NASHVILLE – Same bit, different day.
The GW men’s basketball team is playing a highly regarded opponent, and like usual, people aren’t giving the Foggy Bottom crew much of a chance.
To begin their quest to next week’s Albuquerque Regional and kick off their first NCAA Tournament trip since 1999, the No. 12 seeded Colonials (22-7) will take on No. 5 seed Georgia Tech (19-11) Friday night at approximately 9:40 p.m. Eastern time at the Gaylord Entertainment Center. The victor will face the winner of Louisville and Louisiana-Lafayette (Friday, approx. 7:10 p.m.).
GW head coach Karl Hobbs and his players aren’t exactly doing the Rodney Dangerfield, New England Patriots “no respect” thing, but they don’t seem to mind their underdog status.
“I like the fact that there will be a great deal of pressure on Georgia Tech tomorrow because of all the expectations,” Hobbs said. “I really like the situation we are in.”
“I’m just still glad we’re still playing,” said a playful T.J. Thompson, who walked into the team’s brief shoot-around with his shorts jacked up to the middle of his chest. “I don’t care who we’re playing.”
The senior guard may be playing his final game in a GW uniform Friday night, but he said he isn’t interested in thinking about that quite yet.
The Georgia Tech players appeared as loose as Thompson. As star guard Jarrett Jack hopped up on the large podium in the interview room, he said, “Ooh, I feel like I’m performing in front of somebody.”
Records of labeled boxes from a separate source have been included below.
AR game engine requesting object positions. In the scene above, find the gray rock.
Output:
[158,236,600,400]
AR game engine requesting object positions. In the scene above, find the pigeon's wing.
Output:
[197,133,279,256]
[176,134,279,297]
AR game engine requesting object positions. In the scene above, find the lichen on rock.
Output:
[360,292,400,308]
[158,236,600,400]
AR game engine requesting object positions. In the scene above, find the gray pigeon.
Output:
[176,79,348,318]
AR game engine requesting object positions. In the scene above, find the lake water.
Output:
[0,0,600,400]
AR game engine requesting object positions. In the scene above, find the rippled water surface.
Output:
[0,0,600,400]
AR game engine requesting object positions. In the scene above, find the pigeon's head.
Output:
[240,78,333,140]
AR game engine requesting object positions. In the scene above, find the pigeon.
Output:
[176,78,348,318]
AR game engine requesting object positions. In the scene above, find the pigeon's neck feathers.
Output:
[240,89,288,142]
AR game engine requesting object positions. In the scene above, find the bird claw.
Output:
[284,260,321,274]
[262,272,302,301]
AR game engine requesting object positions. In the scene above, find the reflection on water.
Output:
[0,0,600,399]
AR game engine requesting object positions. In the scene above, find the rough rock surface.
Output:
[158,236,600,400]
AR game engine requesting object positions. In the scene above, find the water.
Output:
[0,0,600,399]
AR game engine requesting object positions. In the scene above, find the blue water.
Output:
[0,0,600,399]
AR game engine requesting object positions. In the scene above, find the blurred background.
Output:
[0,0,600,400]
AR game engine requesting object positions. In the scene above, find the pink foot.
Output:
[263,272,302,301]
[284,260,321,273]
The Yellow Jackets were respectful of GW on the interview podium, acknowledging the Colonials’ success this year. For the first time in months, Georgia Tech will be playing outside the hotly contested Atlantic Coast Conference and it was unclear in the players’ comments whether they put the Colonials on the same level as one of their league challengers.
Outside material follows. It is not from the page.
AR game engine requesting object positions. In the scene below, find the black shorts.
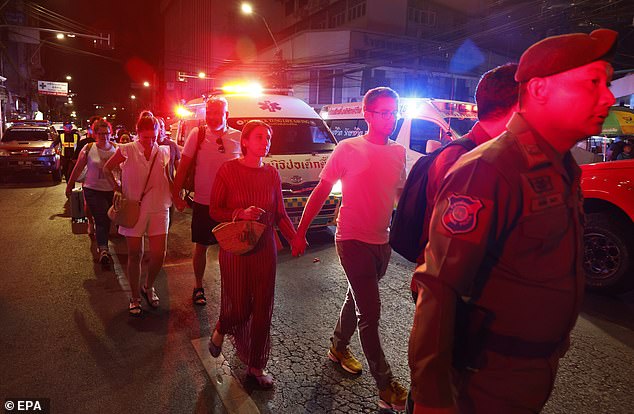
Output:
[192,202,219,246]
“I got to watch them play on a couple of occasions, being that I’m from that area,” said Jack, a Maryland native. “I’m kind of familiar with their personnel and how they play. I think everybody’s familiar with the stretch they went on to beat Maryland and then Michigan State. They’ve made a name for themselves gradually.”
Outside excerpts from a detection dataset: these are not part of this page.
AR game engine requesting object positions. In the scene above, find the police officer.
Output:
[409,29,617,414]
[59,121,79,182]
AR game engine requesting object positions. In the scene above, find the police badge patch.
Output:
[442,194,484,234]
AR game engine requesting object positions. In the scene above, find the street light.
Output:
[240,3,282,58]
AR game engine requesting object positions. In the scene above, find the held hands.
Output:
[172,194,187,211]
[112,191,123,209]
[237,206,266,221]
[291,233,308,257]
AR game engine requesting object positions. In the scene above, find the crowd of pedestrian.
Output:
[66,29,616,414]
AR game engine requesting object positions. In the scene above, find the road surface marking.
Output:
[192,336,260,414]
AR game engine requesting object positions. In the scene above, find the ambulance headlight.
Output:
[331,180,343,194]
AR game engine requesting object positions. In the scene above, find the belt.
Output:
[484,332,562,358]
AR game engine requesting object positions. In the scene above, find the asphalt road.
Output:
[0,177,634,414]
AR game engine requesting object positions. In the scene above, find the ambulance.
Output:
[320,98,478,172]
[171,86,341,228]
Coach Paul Hewitt didn’t speak in specifics, but knows his team cannot afford a let down Friday night, regardless of its opponent. In 15 out of the past 16 NCAA Tournaments, a No. 12 seed has knocked off a No. 5 seed. Thursday, University of Wisconsin-Milwaukee toppled favored Alabama.
“There are so many good teams out there now, seeds really don’t matter,” Hewitt said. “Unless you are playing well, especially playing defense and rebounding well, anybody can get knocked out of this thing.”
The Yellow Jackets had an up-and-down season in the powerful ACC, but are only one year removed from reaching the national championship game. They reached the finals of their league tournament last week, beating eventual No. 1 seed North Carolina before falling to Duke in the finals. Senior guards B.J. Elder and Will Bynum and Jack will be a handful for GW defenders, and 7-foot-1-inch, 250-pound center Luke Schenscher is the most physically imposing big man the Colonials have faced all season.
Like GW, the Ramblin’ Wreck is a running team, one that thrives on taking a lot of shots and scoring bunches of points. It will be interesting to see if the Jackets are a bit more deliberate Friday night, as dumping the ball in to Schenscher in the low post may be the best way to solve the Colonials’ lightning-strike attack.
Junior forward Pops Menash-Bonsu struggled against Wake Forest center Eric Williams when the Demon Deacons beat GW in the season opener in November, but dominated Michigan State’s Paul Davis in the Colonials’ upset win over the Spartans in December. When asked about GW’s arsenal, the Tech players repeatedly spoke of their opponent’s athleticism.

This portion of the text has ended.